Wahmhoff: Der Naturschutz hat auf Flächen des Nationalen Naturerbes oberste Priorität. Wir haben aber auch einen Umweltbildungsauftrag. Da, wo es naturschutzfachlich und sicherheitstechnisch möglich ist, wollen wir Naturerlebnisse ermöglichen. Die Besucherlenkung ist auch Teil des Managementplans, den wir natürlich auch vor Ort abstimmen werden. Ich kann mir vorstellen, dass wir einige Wege sondieren und vom Kampfmittelräumdienst räumen lassen, um auch unter Sicherheitsaspekten ein Betreten der Flächen verantworten zu können.
DBU aktuell: Wird es eine touristische Nutzung geben können?

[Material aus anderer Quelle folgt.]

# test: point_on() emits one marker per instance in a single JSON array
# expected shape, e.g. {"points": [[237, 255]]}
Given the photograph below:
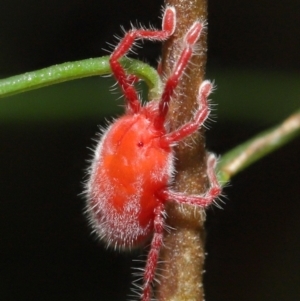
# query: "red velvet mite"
{"points": [[132, 169]]}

Wahmhoff: Inwiefern eine DBU-Naturerbefläche für sanften Tourismus geeignet ist, entscheiden nicht nur wir als Eigentümer, sondern vor allem auch die Regionalentwickler vor Ort. Wenn naturschutzfachlich und sicherheitstechnisch keine Risiken bestehen, unterstützen wir im Rahmen unserer Möglichkeiten das lokale Engagement. Grundsätzlich kann man sagen: Natur erleben gerne, aktives Sporttreiben etwa mit Mountainbikes zeigte sich bislang als eher schwierig umsetzbar.

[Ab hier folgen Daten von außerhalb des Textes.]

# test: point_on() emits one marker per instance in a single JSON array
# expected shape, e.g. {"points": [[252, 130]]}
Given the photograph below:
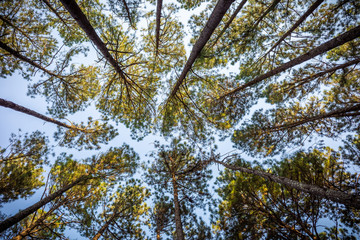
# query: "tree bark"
{"points": [[178, 223], [319, 74], [298, 22], [233, 16], [47, 3], [128, 12], [37, 223], [157, 30], [9, 222], [322, 192], [104, 227], [219, 11], [16, 107], [29, 61], [73, 8], [337, 113], [333, 43]]}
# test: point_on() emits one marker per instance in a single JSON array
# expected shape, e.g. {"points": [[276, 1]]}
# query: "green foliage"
{"points": [[253, 207], [320, 98], [178, 171], [88, 137], [21, 166]]}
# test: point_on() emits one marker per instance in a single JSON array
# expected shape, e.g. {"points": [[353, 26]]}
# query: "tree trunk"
{"points": [[298, 22], [47, 3], [179, 228], [233, 16], [73, 8], [29, 61], [157, 30], [272, 6], [343, 112], [2, 18], [333, 43], [219, 11], [298, 83], [314, 190], [14, 106], [37, 223], [128, 12], [105, 226], [9, 222]]}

DBU aktuell: Viele Flächen sind wegen der ehemals militärischen Nutzung munitionsbelastet. Wie vereinbart sich das mit dem Naturerbe-Titel?
Wahmhoff: Die Kampfmittelbelastung variiert nicht nur von Fläche zu Fläche, sondern auch innerhalb der Liegenschaft. Die naturschutzfachlichen Besonderheiten haben sich oft auch aufgrund der militärischen Nutzung entwickeln können. Von daher ist es kein Widerspruch, dass eine munitionsbelastete Fläche trotzdem zum Nationalen Naturerbe gehört. Wie wir vor Ort mit der Thematik umgehen, ist ganz unterschiedlich.
DBU aktuell: Auf den Flächen stehen oft auch noch alte Kasernenanlagen. Es gibt Panzerwaschanlagen oder auch lange Fluglandebahnen. Was passiert mit dieser Infrastruktur?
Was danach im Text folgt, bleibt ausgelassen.